Airline analysts say court should consider American merger with USAir 8.21.12
Interesting email commentary this morning from airline industry analysts at Air Insight on why the bankrutpcy court should go ahead and now consider a merger between American Airlines and US Airways.
American Airlines' request to abrogate union contracts with its pilots and impose cost reductions after an impasse in negotiations was rejected by the bankruptcy court last week, as AMR failed to demonstrate that a successful reorganization required ending restrictions on domestic airline marketing accords and pilot furloughs. While the ruling was narrow, it demonstrates the strength of the US Airways merger proposal, as that carrier has already received the support of American's unions and could avoid protracted negotiations for a new contract.
The powerful creditors' committee responded to the court ruling by urging management and labor to reach a consensual agreement.

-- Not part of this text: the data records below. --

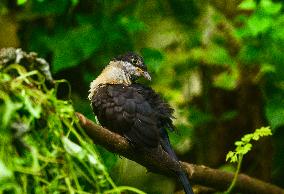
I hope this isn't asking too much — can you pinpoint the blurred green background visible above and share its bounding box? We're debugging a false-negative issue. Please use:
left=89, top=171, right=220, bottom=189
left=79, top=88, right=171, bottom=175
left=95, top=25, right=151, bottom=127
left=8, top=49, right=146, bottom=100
left=0, top=0, right=284, bottom=193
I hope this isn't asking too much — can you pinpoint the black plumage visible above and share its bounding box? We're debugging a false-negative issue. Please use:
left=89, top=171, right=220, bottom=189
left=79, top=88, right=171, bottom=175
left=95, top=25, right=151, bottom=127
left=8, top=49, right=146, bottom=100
left=92, top=84, right=165, bottom=148
left=89, top=53, right=193, bottom=194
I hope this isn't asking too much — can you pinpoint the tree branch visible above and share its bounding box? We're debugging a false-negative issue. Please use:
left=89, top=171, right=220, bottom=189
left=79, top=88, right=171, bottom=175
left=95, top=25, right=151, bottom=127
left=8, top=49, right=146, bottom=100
left=76, top=113, right=284, bottom=194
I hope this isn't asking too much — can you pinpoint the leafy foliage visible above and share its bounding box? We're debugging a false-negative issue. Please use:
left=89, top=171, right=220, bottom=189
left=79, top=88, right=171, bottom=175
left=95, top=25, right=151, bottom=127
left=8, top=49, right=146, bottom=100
left=0, top=0, right=284, bottom=193
left=0, top=59, right=143, bottom=194
left=226, top=127, right=272, bottom=162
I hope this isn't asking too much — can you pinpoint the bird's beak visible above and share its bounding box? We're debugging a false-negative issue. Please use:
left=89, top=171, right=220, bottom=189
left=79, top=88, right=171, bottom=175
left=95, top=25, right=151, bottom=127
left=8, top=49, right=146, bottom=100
left=142, top=71, right=151, bottom=81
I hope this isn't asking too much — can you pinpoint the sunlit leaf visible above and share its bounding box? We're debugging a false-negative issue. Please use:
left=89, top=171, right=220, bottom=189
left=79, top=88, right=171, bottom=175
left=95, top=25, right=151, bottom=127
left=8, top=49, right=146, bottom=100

Under the bankruptcy code, American has the exclusive right to propose a restructuring plan through the end of this year. The question is whether that plan would be acceptable to the parties in the bankruptcy, including labor and those holding both secured and unsecured debt. Our read of the situation is that those parties are now leaning the other way, and that unless American can produce something miraculous, the parties will invite the alternative proposal from USAirways for consideration once American submits its plan.
Labor is already in favor of the merger, and each of its major unions, APFA, APA and TWU, have all reached pro-forma labor accords with USAirways. If labor were to obtain shares in exchange for their concessions, they would likely vote for the merger.

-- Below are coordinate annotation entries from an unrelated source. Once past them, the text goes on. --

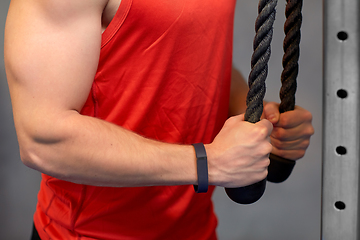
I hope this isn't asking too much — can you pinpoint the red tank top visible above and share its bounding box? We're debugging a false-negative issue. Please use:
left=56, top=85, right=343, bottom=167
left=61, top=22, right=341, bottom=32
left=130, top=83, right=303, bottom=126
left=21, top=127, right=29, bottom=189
left=34, top=0, right=235, bottom=240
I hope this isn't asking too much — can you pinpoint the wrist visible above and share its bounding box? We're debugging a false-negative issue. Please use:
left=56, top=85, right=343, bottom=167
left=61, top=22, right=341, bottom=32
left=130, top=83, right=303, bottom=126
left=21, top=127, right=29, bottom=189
left=192, top=143, right=209, bottom=193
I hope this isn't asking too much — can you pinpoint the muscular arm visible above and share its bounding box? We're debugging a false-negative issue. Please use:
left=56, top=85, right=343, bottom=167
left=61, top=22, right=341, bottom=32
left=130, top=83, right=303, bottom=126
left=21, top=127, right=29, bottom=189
left=5, top=0, right=272, bottom=187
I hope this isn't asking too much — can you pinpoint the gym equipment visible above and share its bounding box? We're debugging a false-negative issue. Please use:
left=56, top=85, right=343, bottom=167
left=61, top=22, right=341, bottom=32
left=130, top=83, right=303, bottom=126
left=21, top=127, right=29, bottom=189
left=225, top=0, right=303, bottom=204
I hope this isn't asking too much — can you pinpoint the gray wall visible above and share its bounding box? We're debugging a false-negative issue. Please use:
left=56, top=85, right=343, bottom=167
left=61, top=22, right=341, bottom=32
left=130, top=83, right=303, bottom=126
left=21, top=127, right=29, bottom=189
left=0, top=0, right=322, bottom=240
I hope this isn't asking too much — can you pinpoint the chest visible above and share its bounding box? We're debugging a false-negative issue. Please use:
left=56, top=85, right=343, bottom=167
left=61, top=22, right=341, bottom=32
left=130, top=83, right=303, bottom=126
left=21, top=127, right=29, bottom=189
left=101, top=0, right=121, bottom=31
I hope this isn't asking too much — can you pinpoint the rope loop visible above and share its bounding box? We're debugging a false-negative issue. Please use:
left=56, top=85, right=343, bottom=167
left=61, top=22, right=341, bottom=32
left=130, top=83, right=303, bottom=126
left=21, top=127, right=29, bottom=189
left=245, top=0, right=277, bottom=123
left=279, top=0, right=303, bottom=113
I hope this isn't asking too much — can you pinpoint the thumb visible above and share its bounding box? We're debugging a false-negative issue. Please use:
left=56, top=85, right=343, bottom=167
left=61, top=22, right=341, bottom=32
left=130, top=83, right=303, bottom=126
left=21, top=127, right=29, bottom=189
left=264, top=102, right=280, bottom=124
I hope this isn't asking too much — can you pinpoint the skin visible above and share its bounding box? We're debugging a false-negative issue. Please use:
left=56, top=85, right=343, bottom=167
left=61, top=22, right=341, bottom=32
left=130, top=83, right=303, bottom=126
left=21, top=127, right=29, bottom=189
left=5, top=0, right=313, bottom=190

The depth of labor problems at American is illustrated by the fact that negotiations with its pilots have been ongoing since 2006, and have remained apart on a contract for the last six years. American plans to resubmit a request and impose contract changes if the bankruptcy court approves them. But there are a host of reasons the court shouldn’t, and instead support the proposed merger with USAirways that its lenders and creditors favor.
American will still be required to negotiate a long-term contract with its pilots union, whether in bankruptcy or after emerging. Flight attendants are currently reviewing a contract vote on a “final” offer from American, while ground workers and the TWU have already ratified new contracts that include givebacks.
There are a number of reasons that the bankruptcy process should consider the USAirways merger as an alternative to a stand-alone business plan. First, it could provide better returns for the secured and unsecured debt holders, and has already reached labor accords with employees. A USAirways acquisition would enable the combined companies to match the mass a reach of Delta, which acquired Northwest and United, which acquired Continental. American, formerly the industry leader in attracting high yield corporate traffic, has become a second tier player as the two larger carriers can offer truly global coverage. This is demonstrated through their higher passenger revenue per available seat mile, 14.23 cents per seat mile for Delta and 13.57 cents for United against 12.33 cents at American. Even with cost reductions, when you have 13.3% lower revenues than a major competitor, you will still have trouble at the bottom line. American has lost its edge, and needs critical mass.
Second, the management team at USAirways could replace the key executives at American who failed to address their problems on a timely basis, and are an impediment to labor negotiations, having paid themselves large bonuses while extracting concessions from unions.
Third, the route networks would be quite complimentary. American in a filing mentioned Virgin America, Alaska, Frontier and jetBlue as potential merger partners. None offers the critical mass and synergies that USAiways would provide.
So why won’t American recognize the handwriting on the wall and include USAirways in their business plan? Traditional arrogance and the desire of senior management to determine their own fate appears to be the answer, despite the obvious handwriting on the wall. Their debt holders, unions, and most industry experts agree that a USAirways acquisition of American would yield better results than a stand-alone American emerging from bankruptcy. Let’s hope the bankruptcy court agrees, and will hear alternatives that would better serve the constituents the process is intended to protect.